Les chefs du gouvernement provisoire, le prince Lvov, Alexandre Kerenski et le libéral Pavel Milioukov, ministre des Affaires étrangères, demandent audience au grand-duc Michel. Arguant des protestations qui ont éclaté dans Petrograd à l’annonce de l’abdication du tsar au profit d’un autre Romanov, ils vont valoir que la Russie sombrerait dans une anarchie incontrôlable si le grand-duc revendiquait le trône. Au bout d’une journée de négociations, Michel II, tsar d’un jour, abdique à son tour.

Les Romanov avaient régné trois cent quatre ans sur la Russie. Ils tombaient plus sur l’épuisement dû à la guerre qu’à un vrai réflexe républicain. Il avait fallu cinq jours et 1300 victimes pour provoquer la chute de la dynastie. En apprenant la nouvelle, à Genève, Lénine s’exclamait : « C’est stupéfiant, c’est tellement inattendu ». En avril 1917, le leader bolchevik reviendra en Russie en bénéficiant de la complicité des Allemands trop contents de semer le désordre chez l’ennemi. Il travaillera dès lors à une nouvelle révolution qui, en octobre de la même année, plongera le pays dans le communisme et la guerre civile.
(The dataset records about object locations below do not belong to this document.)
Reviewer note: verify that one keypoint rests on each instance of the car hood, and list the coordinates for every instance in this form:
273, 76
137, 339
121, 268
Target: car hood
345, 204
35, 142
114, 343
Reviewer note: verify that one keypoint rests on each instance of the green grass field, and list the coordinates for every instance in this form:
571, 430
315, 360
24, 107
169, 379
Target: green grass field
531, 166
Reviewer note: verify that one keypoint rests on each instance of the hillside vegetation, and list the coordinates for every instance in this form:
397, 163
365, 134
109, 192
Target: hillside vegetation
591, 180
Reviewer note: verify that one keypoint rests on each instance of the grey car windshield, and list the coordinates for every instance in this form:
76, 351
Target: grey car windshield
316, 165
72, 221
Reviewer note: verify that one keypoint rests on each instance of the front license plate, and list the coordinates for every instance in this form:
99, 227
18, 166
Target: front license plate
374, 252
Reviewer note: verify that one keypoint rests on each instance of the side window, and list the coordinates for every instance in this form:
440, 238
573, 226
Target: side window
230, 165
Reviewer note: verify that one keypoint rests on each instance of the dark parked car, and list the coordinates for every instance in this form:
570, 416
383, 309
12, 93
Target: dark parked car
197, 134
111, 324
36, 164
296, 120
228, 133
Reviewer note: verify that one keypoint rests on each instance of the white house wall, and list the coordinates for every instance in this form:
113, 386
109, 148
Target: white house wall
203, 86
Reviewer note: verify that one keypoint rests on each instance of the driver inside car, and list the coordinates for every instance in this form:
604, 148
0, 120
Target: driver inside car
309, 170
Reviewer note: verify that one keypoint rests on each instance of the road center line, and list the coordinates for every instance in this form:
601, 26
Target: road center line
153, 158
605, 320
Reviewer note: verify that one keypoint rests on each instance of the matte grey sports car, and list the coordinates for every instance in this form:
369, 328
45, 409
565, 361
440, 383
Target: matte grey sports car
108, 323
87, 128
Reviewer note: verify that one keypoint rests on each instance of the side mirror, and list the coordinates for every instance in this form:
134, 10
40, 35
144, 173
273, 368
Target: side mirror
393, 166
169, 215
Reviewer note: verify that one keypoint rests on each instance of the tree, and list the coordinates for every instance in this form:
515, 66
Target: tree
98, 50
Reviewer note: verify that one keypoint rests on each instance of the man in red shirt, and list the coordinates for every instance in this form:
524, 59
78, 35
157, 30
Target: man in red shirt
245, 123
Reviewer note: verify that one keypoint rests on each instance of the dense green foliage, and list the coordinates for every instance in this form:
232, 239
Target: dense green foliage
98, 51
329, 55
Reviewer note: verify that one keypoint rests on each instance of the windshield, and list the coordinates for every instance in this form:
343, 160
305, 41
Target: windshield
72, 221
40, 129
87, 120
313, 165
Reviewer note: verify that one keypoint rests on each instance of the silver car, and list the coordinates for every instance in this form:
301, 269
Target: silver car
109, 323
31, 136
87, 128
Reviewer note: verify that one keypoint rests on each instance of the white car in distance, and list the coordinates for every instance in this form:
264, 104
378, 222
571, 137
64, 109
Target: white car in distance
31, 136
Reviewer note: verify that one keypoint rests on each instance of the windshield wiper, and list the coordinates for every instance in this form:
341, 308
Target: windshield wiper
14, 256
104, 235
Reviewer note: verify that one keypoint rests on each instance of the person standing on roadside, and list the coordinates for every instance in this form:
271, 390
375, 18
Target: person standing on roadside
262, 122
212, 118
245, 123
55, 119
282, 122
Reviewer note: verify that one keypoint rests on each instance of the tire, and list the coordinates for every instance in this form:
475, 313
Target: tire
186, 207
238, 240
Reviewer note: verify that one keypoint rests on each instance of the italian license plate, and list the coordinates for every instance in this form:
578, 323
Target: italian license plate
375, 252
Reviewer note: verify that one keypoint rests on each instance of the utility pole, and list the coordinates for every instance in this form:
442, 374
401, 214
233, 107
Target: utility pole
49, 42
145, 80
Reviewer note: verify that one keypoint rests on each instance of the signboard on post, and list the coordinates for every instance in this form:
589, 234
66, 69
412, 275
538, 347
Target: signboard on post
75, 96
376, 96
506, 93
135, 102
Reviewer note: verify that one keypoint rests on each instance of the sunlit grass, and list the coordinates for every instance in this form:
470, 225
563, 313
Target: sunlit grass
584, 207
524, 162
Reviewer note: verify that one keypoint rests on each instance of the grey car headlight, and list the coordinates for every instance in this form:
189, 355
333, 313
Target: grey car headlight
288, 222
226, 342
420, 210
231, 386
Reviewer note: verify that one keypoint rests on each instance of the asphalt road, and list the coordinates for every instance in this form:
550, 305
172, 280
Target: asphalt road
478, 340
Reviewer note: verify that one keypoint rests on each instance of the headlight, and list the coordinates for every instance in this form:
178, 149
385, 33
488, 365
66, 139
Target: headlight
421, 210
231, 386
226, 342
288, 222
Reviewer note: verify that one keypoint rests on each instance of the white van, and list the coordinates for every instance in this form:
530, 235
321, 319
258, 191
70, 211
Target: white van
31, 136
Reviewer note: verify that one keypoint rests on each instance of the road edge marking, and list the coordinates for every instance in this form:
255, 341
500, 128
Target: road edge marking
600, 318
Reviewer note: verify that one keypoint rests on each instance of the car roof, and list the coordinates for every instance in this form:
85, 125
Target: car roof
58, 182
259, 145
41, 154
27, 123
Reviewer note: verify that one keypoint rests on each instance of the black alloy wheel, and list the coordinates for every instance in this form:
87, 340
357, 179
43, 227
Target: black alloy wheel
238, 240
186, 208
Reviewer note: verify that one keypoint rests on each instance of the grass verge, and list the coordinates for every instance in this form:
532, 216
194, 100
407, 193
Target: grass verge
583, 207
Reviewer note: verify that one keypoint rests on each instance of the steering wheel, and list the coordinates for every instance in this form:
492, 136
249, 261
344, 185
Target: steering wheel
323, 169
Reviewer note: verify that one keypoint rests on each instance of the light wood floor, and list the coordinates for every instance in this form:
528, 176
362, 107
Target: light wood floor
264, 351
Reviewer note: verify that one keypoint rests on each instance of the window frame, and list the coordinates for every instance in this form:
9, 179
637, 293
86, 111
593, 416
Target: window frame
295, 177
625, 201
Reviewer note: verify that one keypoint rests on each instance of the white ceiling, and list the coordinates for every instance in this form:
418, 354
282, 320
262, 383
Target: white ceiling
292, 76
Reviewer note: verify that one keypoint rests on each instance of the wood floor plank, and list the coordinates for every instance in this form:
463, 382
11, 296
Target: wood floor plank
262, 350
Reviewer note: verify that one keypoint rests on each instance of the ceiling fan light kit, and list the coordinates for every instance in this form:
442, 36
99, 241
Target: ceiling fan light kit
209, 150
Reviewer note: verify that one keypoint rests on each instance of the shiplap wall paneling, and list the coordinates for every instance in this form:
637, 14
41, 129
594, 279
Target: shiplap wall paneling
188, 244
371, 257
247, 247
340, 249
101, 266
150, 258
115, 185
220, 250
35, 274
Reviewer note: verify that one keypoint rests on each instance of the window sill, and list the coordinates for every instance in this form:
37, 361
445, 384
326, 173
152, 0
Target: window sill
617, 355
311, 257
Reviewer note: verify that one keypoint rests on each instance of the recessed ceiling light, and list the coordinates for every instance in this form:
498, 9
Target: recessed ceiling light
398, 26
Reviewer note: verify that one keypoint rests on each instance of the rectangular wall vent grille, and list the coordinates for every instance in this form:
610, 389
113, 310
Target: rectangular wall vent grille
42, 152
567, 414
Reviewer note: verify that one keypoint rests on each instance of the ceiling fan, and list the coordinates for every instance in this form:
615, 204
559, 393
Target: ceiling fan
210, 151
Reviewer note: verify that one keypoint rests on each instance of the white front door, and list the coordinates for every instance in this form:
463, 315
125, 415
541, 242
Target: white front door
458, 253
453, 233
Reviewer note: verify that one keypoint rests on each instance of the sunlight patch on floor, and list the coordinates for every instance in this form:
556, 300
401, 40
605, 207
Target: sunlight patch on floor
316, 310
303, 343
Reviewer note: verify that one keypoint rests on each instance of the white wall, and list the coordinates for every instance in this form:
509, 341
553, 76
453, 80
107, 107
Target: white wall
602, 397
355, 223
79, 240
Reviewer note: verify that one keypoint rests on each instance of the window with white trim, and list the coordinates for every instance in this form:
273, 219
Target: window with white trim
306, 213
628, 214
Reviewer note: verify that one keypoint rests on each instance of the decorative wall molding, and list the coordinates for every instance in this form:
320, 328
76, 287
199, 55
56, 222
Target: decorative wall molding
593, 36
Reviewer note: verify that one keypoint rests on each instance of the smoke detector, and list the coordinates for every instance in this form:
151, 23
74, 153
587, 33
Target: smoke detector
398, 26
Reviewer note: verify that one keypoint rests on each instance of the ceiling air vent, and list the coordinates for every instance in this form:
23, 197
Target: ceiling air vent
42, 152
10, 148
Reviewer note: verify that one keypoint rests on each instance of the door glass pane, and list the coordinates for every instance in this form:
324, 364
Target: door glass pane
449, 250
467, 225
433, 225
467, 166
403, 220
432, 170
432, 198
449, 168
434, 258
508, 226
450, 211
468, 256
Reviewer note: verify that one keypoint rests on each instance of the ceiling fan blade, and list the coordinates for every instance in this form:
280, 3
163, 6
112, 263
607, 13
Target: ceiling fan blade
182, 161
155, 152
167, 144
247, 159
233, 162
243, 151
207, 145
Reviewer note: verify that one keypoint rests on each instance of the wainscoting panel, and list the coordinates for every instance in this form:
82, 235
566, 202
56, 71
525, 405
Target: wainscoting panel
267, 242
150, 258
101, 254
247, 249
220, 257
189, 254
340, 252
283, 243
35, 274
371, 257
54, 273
Le roi d’Angleterre, George V, refusera l’asile à son cousin le tsar déchu. Assigné à résidence à Tsarskoïe Selo avec sa famille, Nicolas II sera transféré à Tobolsk, en Sibérie, en août 1917, puis à Iekaterinbourg, dans l’Oural, en avril 1918. C’est là que le tsar, la tsarine, leurs quatre filles et leur fils seront assassinés, dans la nuit du 16 au 17 juillet 1918. Un mois plus tôt, le grand-duc Michel avait été lui aussi tué d’une balle dans la tête. Les bolcheviks ayant décidé d’exterminer la famille impériale, dix-huit membres de la dynastie, en tout, recevront la mort pour seul crime d’être nés Romanov. Les dépouilles mortelles de Nicolas II et de l’impératrice Alexandra, retrouvées et exhumées en 1990, seront solennellement inhumées, en 1998, dans la cathédrale Pierre-et-Paul de Saint-Pétersbourg : même Petrograd avait retrouvé son nom historique.

Jean Sévillia

*) Les dates indiquées en premier sont celles du calendrier grégorien. Elles sont suivies de leur équivalence dans le calendrier julien en vigueur en Russie jusqu’au 1er février 1918, et qui est en décalage de treize jours. Si la première révolution russe de 1917 est appelée « révolution de Février », c’est parce qu’elle s’est déroulée, pour l’essentiel, au mois de février selon le calendrier julien. Idem pour la révolution d’Octobre

Sources

Jean-Christophe Buisson, 1917, l’année qui a changé le monde, Perrin, 2016.

Hélène Carrère d’Encausse, Les Romanov, Fayard, 2013.

Jean des Cars, La saga des Romanov, Tempus, 2015.

Pierre Gonneau, Histoire de la Russie, d’Ivan le Terrible à Nicolas II, Tallandier, 2016.

Simon Sebag Montefiore, Les Romanov, Calmann-Lévy, 2016.

Nicolas Werth, Les révolutions russes, PUF, « Que sais-je ? », 2017.